Metadata-Version: 2.4
Name: retention
Version: 1.0.7
Summary: Retention-based next-generation kernels for long-context models
Author-email: Sean Zhang <sean@manifest.com>, Carles Gelada <cgel@manifest.com>, Jacob Buckman <jacob@manifest.com>, Txus Bach <txus@manifest.com>
Classifier: Programming Language :: Python :: 3
Classifier: License :: OSI Approved :: MIT License
Requires-Python: >=3.11
Description-Content-Type: text/markdown
License-File: LICENSE
Requires-Dist: numpy>=2.2
Requires-Dist: torch>=2.6.0
Requires-Dist: triton>=3.2
Requires-Dist: setuptools>=69.5.1
Requires-Dist: einops
Provides-Extra: dev
Requires-Dist: twine; extra == "dev"
Requires-Dist: pytest>=8.3.4; extra == "dev"
Requires-Dist: transformers>=4.56.0; extra == "dev"
Requires-Dist: pytest-xdist; extra == "dev"
Requires-Dist: cibuildwheel; extra == "dev"
Requires-Dist: auditwheel; extra == "dev"
Requires-Dist: wheel; extra == "dev"
Requires-Dist: build; extra == "dev"
Requires-Dist: tiktoken; extra == "dev"
Requires-Dist: datasets; extra == "dev"
Requires-Dist: httpx; extra == "dev"
Requires-Dist: tqdm; extra == "dev"
Requires-Dist: pyyaml; extra == "dev"
Requires-Dist: bokeh; extra == "dev"
Requires-Dist: matplotlib; extra == "dev"
Requires-Dist: pymdown-extensions; extra == "dev"
Requires-Dist: mkdocs; extra == "dev"
Requires-Dist: mkdocstrings-python; extra == "dev"
Requires-Dist: requests; extra == "dev"
Requires-Dist: wandb; extra == "dev"
Requires-Dist: zarr; extra == "dev"
Requires-Dist: psutil; extra == "dev"
Requires-Dist: click; extra == "dev"
Requires-Dist: tabulate; extra == "dev"
Requires-Dist: flash-linear-attention; extra == "dev"
Requires-Dist: pytest-randomly; extra == "dev"
Requires-Dist: pytest-rerunfailures; extra == "dev"
Provides-Extra: experimental
Requires-Dist: vidrial; extra == "experimental"
Dynamic: license-file


# Retention
[![Build](https://github.com/m-a-n-i-f-e-s-t/retention/actions/workflows/build-and-test.yml/badge.svg)](https://github.com/m-a-n-i-f-e-s-t/retention/actions/workflows/build-and-test.yml)

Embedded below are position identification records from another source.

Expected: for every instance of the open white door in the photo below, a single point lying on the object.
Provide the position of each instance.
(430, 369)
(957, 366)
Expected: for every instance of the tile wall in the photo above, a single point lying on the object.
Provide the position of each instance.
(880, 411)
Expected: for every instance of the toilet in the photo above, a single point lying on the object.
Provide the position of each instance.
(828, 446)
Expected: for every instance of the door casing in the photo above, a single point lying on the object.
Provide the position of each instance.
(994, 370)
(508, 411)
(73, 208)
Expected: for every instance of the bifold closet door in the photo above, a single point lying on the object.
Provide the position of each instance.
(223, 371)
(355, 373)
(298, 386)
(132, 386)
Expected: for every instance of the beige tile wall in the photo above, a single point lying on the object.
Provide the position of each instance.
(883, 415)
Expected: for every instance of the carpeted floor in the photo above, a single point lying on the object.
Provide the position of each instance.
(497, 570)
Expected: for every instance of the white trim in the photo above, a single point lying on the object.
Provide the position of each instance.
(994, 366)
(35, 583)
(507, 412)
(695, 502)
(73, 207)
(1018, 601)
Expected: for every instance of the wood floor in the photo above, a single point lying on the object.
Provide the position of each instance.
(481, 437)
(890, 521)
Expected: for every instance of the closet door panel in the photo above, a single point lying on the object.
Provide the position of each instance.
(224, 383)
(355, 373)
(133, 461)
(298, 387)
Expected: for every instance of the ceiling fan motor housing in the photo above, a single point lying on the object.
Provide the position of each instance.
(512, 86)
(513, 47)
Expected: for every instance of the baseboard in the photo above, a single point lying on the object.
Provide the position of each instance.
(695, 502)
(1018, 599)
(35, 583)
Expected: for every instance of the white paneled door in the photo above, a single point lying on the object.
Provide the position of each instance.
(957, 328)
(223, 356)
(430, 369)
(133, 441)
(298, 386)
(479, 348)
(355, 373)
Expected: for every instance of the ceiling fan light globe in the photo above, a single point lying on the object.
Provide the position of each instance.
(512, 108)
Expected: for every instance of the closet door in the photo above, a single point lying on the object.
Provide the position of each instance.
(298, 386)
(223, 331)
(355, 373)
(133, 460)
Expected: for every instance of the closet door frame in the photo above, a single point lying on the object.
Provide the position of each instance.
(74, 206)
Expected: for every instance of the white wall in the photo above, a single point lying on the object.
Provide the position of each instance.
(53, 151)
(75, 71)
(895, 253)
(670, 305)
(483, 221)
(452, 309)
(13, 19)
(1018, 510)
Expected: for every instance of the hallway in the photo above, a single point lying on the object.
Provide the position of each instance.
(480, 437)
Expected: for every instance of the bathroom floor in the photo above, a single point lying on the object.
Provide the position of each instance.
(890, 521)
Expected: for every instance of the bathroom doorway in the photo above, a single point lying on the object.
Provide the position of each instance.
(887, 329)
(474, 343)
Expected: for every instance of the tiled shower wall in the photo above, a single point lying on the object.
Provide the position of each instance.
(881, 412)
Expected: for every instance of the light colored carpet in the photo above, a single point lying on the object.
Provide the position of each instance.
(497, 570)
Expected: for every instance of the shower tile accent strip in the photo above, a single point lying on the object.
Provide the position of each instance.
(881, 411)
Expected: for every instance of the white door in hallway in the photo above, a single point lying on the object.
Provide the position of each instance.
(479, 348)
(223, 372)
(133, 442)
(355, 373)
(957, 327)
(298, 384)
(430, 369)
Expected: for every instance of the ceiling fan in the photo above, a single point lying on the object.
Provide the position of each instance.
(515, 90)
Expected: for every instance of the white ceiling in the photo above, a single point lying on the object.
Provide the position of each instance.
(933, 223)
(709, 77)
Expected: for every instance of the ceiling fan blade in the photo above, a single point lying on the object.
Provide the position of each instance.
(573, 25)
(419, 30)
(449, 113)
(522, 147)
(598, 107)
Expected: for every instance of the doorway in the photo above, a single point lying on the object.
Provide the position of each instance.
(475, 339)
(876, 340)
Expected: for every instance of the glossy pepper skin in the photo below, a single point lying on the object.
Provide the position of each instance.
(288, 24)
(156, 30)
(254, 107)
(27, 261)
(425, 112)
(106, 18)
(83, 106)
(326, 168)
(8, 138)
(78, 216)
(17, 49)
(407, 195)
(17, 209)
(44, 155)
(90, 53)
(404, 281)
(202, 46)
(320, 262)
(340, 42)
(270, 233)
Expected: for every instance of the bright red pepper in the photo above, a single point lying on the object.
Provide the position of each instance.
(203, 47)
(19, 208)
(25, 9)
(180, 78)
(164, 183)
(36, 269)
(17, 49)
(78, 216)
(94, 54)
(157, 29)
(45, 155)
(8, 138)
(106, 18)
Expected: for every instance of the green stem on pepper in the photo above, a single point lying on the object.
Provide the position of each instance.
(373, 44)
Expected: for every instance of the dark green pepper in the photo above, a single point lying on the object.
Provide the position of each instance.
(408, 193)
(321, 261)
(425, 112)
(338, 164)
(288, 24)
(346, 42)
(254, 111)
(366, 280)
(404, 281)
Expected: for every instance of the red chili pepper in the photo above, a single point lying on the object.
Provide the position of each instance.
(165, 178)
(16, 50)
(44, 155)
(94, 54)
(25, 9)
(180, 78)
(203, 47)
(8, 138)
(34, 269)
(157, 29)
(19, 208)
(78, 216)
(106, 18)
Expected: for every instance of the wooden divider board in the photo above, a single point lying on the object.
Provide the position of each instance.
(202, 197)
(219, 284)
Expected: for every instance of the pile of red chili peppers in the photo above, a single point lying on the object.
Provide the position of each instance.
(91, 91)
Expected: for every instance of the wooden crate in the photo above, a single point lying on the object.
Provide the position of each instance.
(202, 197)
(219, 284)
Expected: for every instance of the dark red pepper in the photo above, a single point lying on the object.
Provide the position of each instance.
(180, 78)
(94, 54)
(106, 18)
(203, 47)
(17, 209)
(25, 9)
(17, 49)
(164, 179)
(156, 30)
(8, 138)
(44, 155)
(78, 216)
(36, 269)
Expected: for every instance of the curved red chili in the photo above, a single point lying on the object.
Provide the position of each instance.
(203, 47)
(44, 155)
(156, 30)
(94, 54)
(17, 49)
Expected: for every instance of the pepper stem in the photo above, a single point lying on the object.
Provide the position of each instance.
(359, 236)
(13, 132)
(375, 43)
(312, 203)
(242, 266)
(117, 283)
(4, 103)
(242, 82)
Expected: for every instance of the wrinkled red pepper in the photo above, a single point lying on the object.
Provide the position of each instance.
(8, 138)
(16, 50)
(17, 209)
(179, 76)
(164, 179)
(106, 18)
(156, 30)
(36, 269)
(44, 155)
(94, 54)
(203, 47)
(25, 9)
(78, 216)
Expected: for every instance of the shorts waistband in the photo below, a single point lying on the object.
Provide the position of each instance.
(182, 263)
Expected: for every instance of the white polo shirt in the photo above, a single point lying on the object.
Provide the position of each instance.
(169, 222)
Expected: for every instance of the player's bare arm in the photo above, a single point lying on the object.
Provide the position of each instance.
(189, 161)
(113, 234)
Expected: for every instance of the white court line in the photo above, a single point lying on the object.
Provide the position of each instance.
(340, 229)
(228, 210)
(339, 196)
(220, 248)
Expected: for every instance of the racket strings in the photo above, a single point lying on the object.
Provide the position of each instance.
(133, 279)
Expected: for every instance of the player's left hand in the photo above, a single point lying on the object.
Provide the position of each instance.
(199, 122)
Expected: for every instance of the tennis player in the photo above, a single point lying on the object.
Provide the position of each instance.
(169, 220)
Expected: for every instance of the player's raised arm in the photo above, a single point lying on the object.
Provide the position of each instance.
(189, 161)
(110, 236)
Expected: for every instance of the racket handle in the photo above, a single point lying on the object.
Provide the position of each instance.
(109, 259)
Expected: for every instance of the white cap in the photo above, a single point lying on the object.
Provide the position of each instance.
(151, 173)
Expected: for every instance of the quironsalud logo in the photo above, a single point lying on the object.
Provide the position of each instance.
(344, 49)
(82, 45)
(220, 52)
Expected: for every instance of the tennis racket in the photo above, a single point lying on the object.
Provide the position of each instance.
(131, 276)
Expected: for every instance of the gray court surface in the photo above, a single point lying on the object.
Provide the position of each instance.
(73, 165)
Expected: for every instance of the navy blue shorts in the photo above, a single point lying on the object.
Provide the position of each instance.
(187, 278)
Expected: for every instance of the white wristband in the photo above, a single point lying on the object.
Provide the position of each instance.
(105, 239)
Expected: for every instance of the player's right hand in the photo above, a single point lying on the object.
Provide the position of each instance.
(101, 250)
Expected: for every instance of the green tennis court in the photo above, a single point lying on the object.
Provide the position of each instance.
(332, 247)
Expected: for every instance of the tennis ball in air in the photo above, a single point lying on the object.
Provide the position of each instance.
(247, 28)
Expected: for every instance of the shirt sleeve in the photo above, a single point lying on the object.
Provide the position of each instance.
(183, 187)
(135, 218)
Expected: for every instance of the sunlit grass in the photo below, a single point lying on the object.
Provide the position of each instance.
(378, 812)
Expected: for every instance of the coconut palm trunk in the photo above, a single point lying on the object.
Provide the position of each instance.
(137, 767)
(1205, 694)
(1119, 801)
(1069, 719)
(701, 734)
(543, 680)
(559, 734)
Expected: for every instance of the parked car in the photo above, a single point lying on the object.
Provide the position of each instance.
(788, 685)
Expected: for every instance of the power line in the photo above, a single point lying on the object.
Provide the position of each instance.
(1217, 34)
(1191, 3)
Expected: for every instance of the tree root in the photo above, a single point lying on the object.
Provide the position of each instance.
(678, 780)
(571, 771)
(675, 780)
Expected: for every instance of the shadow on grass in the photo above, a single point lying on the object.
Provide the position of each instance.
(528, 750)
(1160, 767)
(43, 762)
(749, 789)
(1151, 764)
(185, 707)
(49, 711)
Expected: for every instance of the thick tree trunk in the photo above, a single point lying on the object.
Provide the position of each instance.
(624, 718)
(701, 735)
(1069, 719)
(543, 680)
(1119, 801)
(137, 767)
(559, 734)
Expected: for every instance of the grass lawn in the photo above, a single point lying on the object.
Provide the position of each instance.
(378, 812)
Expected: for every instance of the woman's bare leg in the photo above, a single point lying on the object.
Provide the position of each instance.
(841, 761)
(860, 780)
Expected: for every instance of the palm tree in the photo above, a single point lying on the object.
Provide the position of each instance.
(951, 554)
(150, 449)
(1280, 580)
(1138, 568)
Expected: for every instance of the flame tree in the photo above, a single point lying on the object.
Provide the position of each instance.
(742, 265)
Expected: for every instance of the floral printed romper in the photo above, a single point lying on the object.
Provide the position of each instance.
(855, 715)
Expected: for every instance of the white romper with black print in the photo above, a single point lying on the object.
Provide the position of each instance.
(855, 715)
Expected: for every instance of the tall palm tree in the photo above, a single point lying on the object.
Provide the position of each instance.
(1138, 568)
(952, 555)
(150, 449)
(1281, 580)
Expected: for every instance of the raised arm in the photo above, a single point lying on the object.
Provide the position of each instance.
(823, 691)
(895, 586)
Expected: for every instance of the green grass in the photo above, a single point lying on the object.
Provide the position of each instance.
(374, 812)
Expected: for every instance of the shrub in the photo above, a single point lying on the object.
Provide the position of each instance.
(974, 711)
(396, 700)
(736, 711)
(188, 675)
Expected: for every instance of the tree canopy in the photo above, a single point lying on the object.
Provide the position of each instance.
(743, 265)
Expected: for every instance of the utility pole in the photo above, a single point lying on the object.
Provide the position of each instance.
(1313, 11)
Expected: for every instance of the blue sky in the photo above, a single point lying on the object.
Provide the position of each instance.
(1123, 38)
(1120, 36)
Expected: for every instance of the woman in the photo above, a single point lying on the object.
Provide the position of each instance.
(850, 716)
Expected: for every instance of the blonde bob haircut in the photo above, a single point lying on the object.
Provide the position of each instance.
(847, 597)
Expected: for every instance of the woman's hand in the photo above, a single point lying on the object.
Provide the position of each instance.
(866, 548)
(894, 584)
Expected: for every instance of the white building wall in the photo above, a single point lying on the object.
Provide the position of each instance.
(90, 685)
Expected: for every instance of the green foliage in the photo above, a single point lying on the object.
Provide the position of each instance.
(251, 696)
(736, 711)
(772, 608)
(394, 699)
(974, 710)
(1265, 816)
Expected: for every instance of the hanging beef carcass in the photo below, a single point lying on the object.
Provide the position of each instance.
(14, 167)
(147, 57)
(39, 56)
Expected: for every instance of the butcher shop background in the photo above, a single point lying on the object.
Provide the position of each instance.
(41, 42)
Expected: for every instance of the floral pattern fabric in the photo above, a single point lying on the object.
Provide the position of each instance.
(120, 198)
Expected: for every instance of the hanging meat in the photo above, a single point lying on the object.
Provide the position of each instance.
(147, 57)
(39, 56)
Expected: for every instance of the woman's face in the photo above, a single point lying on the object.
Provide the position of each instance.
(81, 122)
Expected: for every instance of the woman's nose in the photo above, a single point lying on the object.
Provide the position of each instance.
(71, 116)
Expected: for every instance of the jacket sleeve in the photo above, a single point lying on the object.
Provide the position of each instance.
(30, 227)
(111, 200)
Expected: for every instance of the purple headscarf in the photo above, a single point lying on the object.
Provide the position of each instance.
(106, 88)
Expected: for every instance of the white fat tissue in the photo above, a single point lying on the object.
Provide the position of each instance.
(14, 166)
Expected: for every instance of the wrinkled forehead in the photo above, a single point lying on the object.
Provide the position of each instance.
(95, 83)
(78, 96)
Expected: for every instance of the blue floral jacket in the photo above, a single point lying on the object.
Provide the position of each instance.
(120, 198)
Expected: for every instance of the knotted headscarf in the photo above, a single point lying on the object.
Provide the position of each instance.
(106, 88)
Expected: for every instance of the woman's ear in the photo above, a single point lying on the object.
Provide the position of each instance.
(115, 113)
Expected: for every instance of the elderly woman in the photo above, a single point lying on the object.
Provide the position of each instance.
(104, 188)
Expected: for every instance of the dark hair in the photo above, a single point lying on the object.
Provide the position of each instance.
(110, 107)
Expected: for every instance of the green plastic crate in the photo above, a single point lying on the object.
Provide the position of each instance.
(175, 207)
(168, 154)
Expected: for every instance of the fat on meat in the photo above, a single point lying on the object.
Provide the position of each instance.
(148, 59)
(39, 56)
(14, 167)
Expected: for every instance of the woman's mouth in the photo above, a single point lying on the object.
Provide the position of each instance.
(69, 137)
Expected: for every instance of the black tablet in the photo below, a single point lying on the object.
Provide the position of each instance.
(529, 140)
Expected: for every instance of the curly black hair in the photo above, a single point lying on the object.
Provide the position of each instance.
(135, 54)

This repository contains a PyTorch layer implementing power retention, a linear-cost variant of attention whose state size can be controlled
independently of context length and parameter count.

For details on the approach, see our paper: [Scaling Context Requires Rethinking Attention](http://arxiv.org/abs/2507.04239)

Documentation: [https://m-a-n-i-f-e-s-t.github.io/retention/](https://m-a-n-i-f-e-s-t.github.io/retention/)


### Training Performance

On a wide range of FLOPs budgets, power retention models achieve the lowest perplexity. 
![Power Retention is FLOP-optimal on long context training](./plots/flops.png)

### Inference Performance
In a head-to-head comparison on long-context generation, power retention models like [PowerCoder](https://huggingface.co/manifestai/powercoder-3b) are able to attain vastly greater token througput than transformers.

![Power Retention is faster on long context inference](./plots/generation_time.png)

*(Measured above is a 3B-parameter models on an A100, with prefill length of 2048.)*

### Features

- Efficient chunked algorithm for linear scaling with sequence length (O(t) cost vs O(t²) for standard attention)
- Support for gated attention and rotary embeddings
- CUDA kernels optimized for A100
- FP16 and BF16 support


## Installation

### From PyPI (Recommended)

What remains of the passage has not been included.